When a new request arrives and existing threads are being executed, a new thread is spawned and begins to process the request.
Thus the server works as if it’s asyncronous.
But all threads utilize only 100% of CPU probably because of Python’s GIL (global interpreter lock).

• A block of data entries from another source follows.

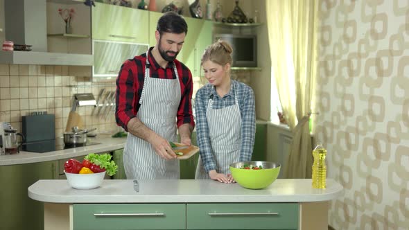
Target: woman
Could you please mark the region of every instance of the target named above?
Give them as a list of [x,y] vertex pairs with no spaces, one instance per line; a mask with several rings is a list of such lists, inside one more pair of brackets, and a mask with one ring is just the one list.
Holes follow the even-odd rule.
[[249,86],[230,78],[232,46],[219,40],[209,46],[201,66],[209,83],[195,100],[200,158],[195,179],[223,183],[234,180],[229,164],[250,161],[256,132],[254,95]]

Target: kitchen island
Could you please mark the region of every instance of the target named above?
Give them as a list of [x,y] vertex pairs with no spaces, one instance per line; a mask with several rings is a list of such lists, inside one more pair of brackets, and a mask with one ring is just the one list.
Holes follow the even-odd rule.
[[66,180],[40,180],[28,196],[44,202],[44,229],[327,229],[328,202],[342,187],[277,179],[261,190],[212,180],[104,180],[76,190]]

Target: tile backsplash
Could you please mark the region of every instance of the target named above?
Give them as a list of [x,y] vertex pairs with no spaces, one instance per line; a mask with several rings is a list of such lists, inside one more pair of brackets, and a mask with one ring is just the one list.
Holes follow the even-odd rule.
[[[89,77],[70,74],[68,66],[0,64],[0,121],[10,122],[21,131],[21,116],[33,112],[46,111],[55,116],[55,135],[62,136],[75,94],[92,93],[98,99],[102,89],[114,91],[114,81],[93,82]],[[96,109],[93,113],[93,110]],[[99,132],[120,130],[114,113],[96,115],[94,106],[78,107],[87,128],[96,127]]]

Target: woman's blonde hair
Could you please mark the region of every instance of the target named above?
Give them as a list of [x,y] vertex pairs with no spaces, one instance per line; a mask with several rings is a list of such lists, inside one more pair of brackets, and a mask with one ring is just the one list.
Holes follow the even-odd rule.
[[202,55],[200,66],[207,60],[223,67],[227,63],[231,65],[232,62],[232,53],[233,53],[232,46],[227,42],[219,39],[206,48]]

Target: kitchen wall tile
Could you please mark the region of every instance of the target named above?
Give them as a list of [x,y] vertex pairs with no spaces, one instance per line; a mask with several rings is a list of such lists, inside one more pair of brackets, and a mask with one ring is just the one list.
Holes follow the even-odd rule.
[[54,77],[54,86],[60,87],[62,85],[62,79],[60,76],[56,76]]
[[54,67],[53,66],[46,66],[46,76],[54,76]]
[[18,87],[20,86],[20,78],[17,76],[10,76],[10,87]]
[[28,66],[26,64],[19,65],[19,76],[28,76]]
[[[0,101],[0,105],[1,102]],[[3,112],[0,113],[0,116],[1,117],[1,121],[2,122],[10,122],[11,118],[10,118],[10,112]]]
[[62,97],[62,89],[61,87],[54,87],[54,96]]
[[10,112],[10,121],[11,122],[19,122],[21,121],[21,115],[20,114],[20,110],[18,111],[11,111]]
[[61,68],[61,75],[63,76],[67,76],[69,73],[69,67],[68,66],[62,66]]
[[46,87],[46,96],[47,98],[54,97],[54,87]]
[[26,76],[20,76],[19,77],[19,87],[26,87],[28,86],[28,77]]
[[9,67],[10,67],[10,76],[19,76],[19,65],[18,64],[10,64]]
[[37,86],[44,87],[46,86],[46,77],[38,76],[37,77]]
[[54,107],[55,108],[62,107],[62,98],[54,98]]
[[28,98],[28,88],[20,88],[20,98]]
[[37,88],[37,87],[29,87],[28,88],[28,98],[38,98]]
[[0,64],[0,75],[1,76],[9,76],[9,67],[8,64]]
[[46,76],[46,67],[45,66],[37,66],[37,76]]
[[46,98],[47,109],[54,109],[54,98]]
[[38,98],[38,108],[45,109],[47,107],[47,102],[46,98]]
[[46,76],[46,87],[54,87],[54,76]]
[[54,66],[54,75],[60,76],[62,73],[62,68],[61,66]]
[[62,107],[69,107],[71,109],[71,97],[64,96],[62,97]]
[[28,86],[31,87],[37,87],[37,76],[28,77]]
[[35,64],[28,65],[28,76],[37,76],[37,66]]
[[37,98],[30,98],[28,99],[28,102],[30,103],[30,109],[38,109],[38,99]]
[[10,88],[10,98],[11,99],[20,98],[20,88],[13,87]]
[[10,76],[0,76],[0,88],[10,87]]
[[55,118],[62,118],[62,107],[55,108]]
[[46,87],[38,87],[37,89],[37,96],[38,98],[45,98],[46,96]]
[[10,99],[10,109],[12,111],[20,111],[20,99]]
[[10,99],[0,100],[0,109],[1,111],[10,111]]
[[28,99],[20,99],[20,109],[29,109],[30,105],[28,105]]
[[0,89],[0,99],[10,99],[10,88]]
[[62,118],[55,118],[55,128],[62,129],[63,123]]

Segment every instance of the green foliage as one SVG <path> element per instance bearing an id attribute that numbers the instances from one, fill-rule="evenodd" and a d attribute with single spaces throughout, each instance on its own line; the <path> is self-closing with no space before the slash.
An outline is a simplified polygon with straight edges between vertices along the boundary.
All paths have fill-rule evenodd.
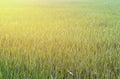
<path id="1" fill-rule="evenodd" d="M 100 3 L 0 8 L 0 79 L 119 79 L 119 10 Z"/>

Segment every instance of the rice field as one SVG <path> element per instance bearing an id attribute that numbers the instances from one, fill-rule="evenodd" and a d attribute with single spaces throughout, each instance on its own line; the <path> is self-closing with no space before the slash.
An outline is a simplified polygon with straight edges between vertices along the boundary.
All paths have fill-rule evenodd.
<path id="1" fill-rule="evenodd" d="M 0 6 L 0 79 L 120 79 L 120 1 Z"/>

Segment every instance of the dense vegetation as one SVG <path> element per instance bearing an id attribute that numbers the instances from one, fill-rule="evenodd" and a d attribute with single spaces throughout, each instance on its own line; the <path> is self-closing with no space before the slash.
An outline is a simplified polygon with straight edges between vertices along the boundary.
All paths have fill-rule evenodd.
<path id="1" fill-rule="evenodd" d="M 118 2 L 23 5 L 0 8 L 0 79 L 120 79 Z"/>

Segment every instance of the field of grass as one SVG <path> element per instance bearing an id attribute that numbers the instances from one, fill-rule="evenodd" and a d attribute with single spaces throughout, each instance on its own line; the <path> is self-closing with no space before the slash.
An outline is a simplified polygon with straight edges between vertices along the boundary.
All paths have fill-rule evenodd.
<path id="1" fill-rule="evenodd" d="M 119 3 L 1 6 L 0 79 L 120 79 Z"/>

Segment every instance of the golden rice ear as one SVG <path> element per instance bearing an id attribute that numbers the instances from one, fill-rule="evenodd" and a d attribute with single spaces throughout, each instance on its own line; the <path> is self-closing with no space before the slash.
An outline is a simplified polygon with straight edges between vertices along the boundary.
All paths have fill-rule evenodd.
<path id="1" fill-rule="evenodd" d="M 74 76 L 73 72 L 71 72 L 71 71 L 68 71 L 68 73 L 69 73 L 71 76 Z"/>

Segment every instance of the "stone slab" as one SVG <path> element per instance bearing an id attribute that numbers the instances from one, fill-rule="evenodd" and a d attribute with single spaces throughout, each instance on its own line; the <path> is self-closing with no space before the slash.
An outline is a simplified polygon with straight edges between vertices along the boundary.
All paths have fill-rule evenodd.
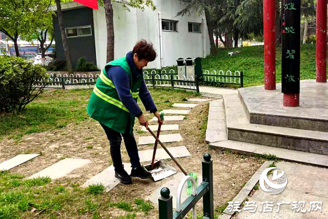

top - 19:20:47 up 4:30, 0 users, load average: 0.18, 0.36, 0.32
Threads: 5 total, 1 running, 4 sleeping, 0 stopped, 0 zombie
%Cpu(s): 25.3 us, 0.9 sy, 0.0 ni, 73.2 id, 0.0 wa, 0.0 hi, 0.7 si, 0.0 st
MiB Mem : 6232.0 total, 1862.2 free, 1023.3 used, 3346.4 buff/cache
MiB Swap: 2048.0 total, 2048.0 free, 0.0 used. 4582.2 avail Mem
PID USER PR NI VIRT RES SHR S %CPU %MEM TIME+ COMMAND
4239 ysk24ok 20 0 334980 30884 13100 R 30.6 0.5 0:01.32 uvicorn
4252 ysk24ok 20 0 334980 30884 13100 S 29.2 0.5 0:00.88 uvicorn
4232 ysk24ok 20 0 334980 30884 13100 S 27.2 0.5 0:02.09 uvicorn
4259 ysk24ok 20 0 334980 30884 13100 S 14.0 0.5 0:00.42 uvicorn
4166 ysk24ok 20 0 334980 30884 13100 S 0.3 0.5 0:00.31 uvicorn
Thread switching which happens at the kernel level is more expensive than coroutine switching which happens at the user level. Processing lots of requests at the same time generates the large number of threads and all of them compete for CPU, which might cause performance degradation.
Summary
I think we should use async def if the path operation is CPU-intensive and the operation has to process numerous requests simultaneously, because using def creates lots of threads which can cause CPU contention.